In der 28. Minute kommt es im ersten Aargauer Geisterderby zu einer weiteren Premiere: Nikos Sarlos, der gerade einmal 16-jährige linke Flügel aus dem HSC-Nachwuchs, markiert beim 15:8 seinen ersten NLA-Treffer. Weil seinen Teamkollegen im letzten Angriff vor der Pause die Zeit ausgeht, gehen die Endinger schliesslich mit einem 10:16 und damit sechs Treffern Rückstand in die Pause.

Diesen verpassten Treffer vor holt der HSC gleich nach der Pause nach: Kreisläufer Martin Slaninka trifft nach 39 Sekunden zum 17:10. Obwohl sich Leo Grazioli, der nun beim Heimteam zwischen den Pfosten steht, gleich mit einer Parade in die Partie einführt, ist der Vorsprung des HSC bis zur 34. Minute auf fünf Treffer (17:12) geschmolzen. Seinen Anteil daran hat auch TVE-Torhüter Vit Schams, der gleich zwei Paraden aneinander reiht.

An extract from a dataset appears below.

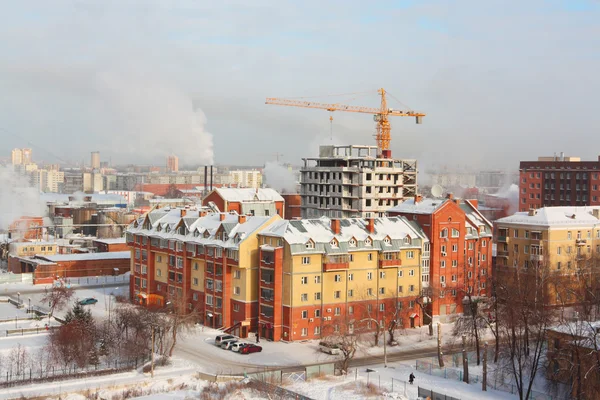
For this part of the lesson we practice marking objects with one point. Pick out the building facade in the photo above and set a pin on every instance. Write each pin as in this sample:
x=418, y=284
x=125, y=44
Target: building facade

Allerdings holt sich der HSC die Sieben-Tore-Führung in den folgenden Minuten zurück und ist in der 38. Spielminute beim Stand von 19:12 wieder alles beim alten. Und dabei bleibt es vorderhand: Das Skore entwickelt sich nun nämlich mehr oder weniger gleichmässig weiter – und so führt der Favorit auch etwas über zehn Minuten vor der Schlusssirene weiterhin mit sieben Treffern (26:19).

Doch dann schlägt die Minute von HSC-Flügel Gian Attenhofer: Innert 17 Sekunden verwertet der rechte Flügel in der 51. Spielminute gleich zwei schnelle Gegenstösse und stellt damit auf 28:19. Da kann auch Torhüter Yves Imhof nichts machen, der inzwischen beim TVE zwischen den Pfosten übernommen hat. Auch auf der Gegenseite wurde im Tor rotiert: Marajanc ist für die Schlussphase in den Kasten zurückgekehrt.

Die Frage nach dem Sieger dieses ersten Aargauer Geisterderbys ist natürlich längst geklärt. Gleichwohl stecken die Endinger nicht auf und versuchen zumindest noch etwas Resultatkosmetik zu betreiben. Allerdings ändert sich bis zur Schlusssirene nichts mehr an der Tordifferenz und der HSC Suhr Aarau besiegt den TV Endingen schlussendlich mit 32:23.